Most people probably don’t remember much that they read in their school textbooks. But Milwaukeean Harriet Schachter McKinney vividly remembers something missing from one of hers.
She had attended a Jewish day school until sixth grade, when she entered a Chicago suburban public school. At her new school, she noticed that her history textbook’s account of World War II said nothing about Nazi Germany’s attempted genocide of Europe’s Jews. When she questioned this, the teacher changed the subject.
This experience helped make McKinney, now executive director of the Milwaukee Area Jewish Committee, receptive when Bob Peterson invited her and MAJC to help review and recommend new social studies textbooks for Milwaukee Public Schools – a process that was concluded on May 26.
Peterson is a fifth grade teacher at La Escuela Fratney, a Spanish bilingual MPS school, and an editor of the magazine Rethinking Schools.
In a telephone interview, he said that every seven years, MPS reviews and buys new textbooks in different subject areas. Around March 2008, the time had come for MPS to begin the process in social studies.
Although he was not a member of this committee, he had served on previous such committees. Above all, “I feel passionately” that schools need to develop and implement a multi-cultural curriculum in social studies that does not present “a sanitized version of their own nation’s history.”
“My perspective is that the way can grow as country and community is for children to get accurate renditions of stories of what happened in the past so we can learn from the past and become a better society,” he said.
“Some people think, ‘Let’s not tell kids about the bad things that happened in the past,’” Peterson said, but “it’s not like we can isolate them from the real world,” and trying to do so is “doing them a disservice.”
Above all, the books placed “very little emphasis on matters of racial justice and multi-cultural understanding.” For example, when the books would show photographs of family gatherings, they mostly used white families and few African American families, he said.
Peterson became so concerned that he sent emails to individuals and organizations in the community, urging that they organize for action. According to an article in the May 2009 issue of Educational Leadership magazine, responders included, besides MAJC:
The local National Association for the Advancement of Colored People, the YWCA, the Arab American Anti-Discrimination Committee, the Milwaukee Ethnic Council, the Milwaukee Teachers’ Education Association, the American Civil Liberties Union, the Wisconsin Labor History Society, the Educators’ Network for Social Justice; plus faculty from the University of Wisconsin-Milwaukee, Marquette University, National Louis University.
Responders organized in June 2008 and named themselves the Social Studies Task Force.

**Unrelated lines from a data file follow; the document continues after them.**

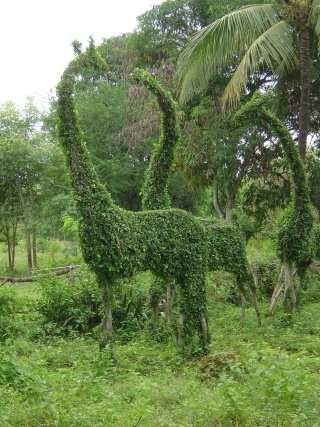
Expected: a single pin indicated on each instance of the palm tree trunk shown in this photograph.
(304, 118)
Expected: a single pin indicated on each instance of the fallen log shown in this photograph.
(64, 270)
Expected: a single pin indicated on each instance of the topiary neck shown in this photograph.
(84, 179)
(155, 187)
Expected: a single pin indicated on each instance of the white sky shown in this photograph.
(36, 36)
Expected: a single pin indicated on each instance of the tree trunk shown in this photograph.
(169, 304)
(277, 291)
(215, 199)
(29, 252)
(230, 199)
(34, 247)
(289, 305)
(106, 325)
(304, 117)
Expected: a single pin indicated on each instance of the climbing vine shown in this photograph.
(226, 249)
(116, 243)
(295, 238)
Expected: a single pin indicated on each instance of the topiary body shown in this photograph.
(116, 243)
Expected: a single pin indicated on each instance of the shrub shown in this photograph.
(67, 307)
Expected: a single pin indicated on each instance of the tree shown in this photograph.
(249, 41)
(31, 171)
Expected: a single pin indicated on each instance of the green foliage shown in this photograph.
(67, 307)
(11, 371)
(294, 235)
(10, 304)
(116, 243)
(155, 186)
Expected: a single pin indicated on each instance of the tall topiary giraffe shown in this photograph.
(226, 249)
(294, 243)
(116, 243)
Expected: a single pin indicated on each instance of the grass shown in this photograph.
(268, 376)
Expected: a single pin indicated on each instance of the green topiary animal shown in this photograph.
(295, 226)
(226, 249)
(116, 243)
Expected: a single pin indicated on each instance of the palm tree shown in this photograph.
(275, 36)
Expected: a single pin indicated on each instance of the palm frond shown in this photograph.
(274, 49)
(214, 47)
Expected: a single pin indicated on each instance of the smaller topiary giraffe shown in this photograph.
(295, 226)
(226, 249)
(116, 243)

In addition to their own monthly meetings, they met with the publishers of the proposed books and with MPS officials through 2008 and early 2009.
Through this work, McKinney examined the proposed books, and she, too, felt appalled at the books themselves and some of the supplemental materials the publisher proposed.
“As Jews, we are clear about wanting people to tell the truth about the Holocaust and Jewish history and Israel,” she said in a telephone interview. “How can we sit still when people don’t tell the truth about the history [of the United States and the groups within it]?”
Peterson said McKinney brought to the attention of the task force a different series of social studies books created and published by the Teachers’ Curriculum Institute.
Based in Palo Alto, Calif., this teacher-created organization seeks to transform social studies education and “engage all learners in the diverse classroom,” according to its Web site.
McKinney said she liked both the TCI approach to multiculturalism and its general teaching philosophy. “Teachers are no longer ‘the sage on the stage’ but facilitators of learning,” she said. Moreover, in other school systems where TCI materials were used, “students were very excited about social studies,” McKinney said.
Upon the task force’s recommendation, the MPS committee on May 26 decided to purchase the TCI materials. The schools will begin using them this autumn.
But both McKinney and Peterson said this is just the beginning.
“What happened in the whole process was that people started coming together from different walks of life and racial heritage and said it is time to put the issues of race and ethnicity on the table in the schools and in the city as a whole,” said Peterson.
In addition to adopting the TCI materials, for example, the MPS board on June 4 budgeted $500,000 for multi-cultural training for teachers, he said.
Moreover, Peterson believes that in the future the Social Studies Task Force should address the issue of how to teach about religions in the schools.
“That’s a topic increasingly discussed among educators” since the Sept. 11, 2001, terror attacks on the U.S., he said. “You have kids who don’t know anything about Judaism or Islam or Hinduism. I would argue that we have to figure out a way to educate people in basic knowledge” to “promote tolerance and unlearn stereotypes.”
Said McKinney, “For us [at MAJC], this is a wonderful opportunity to be in alliance with other people to do this work to create an inclusive learning environment and to actually move the discussion forward.”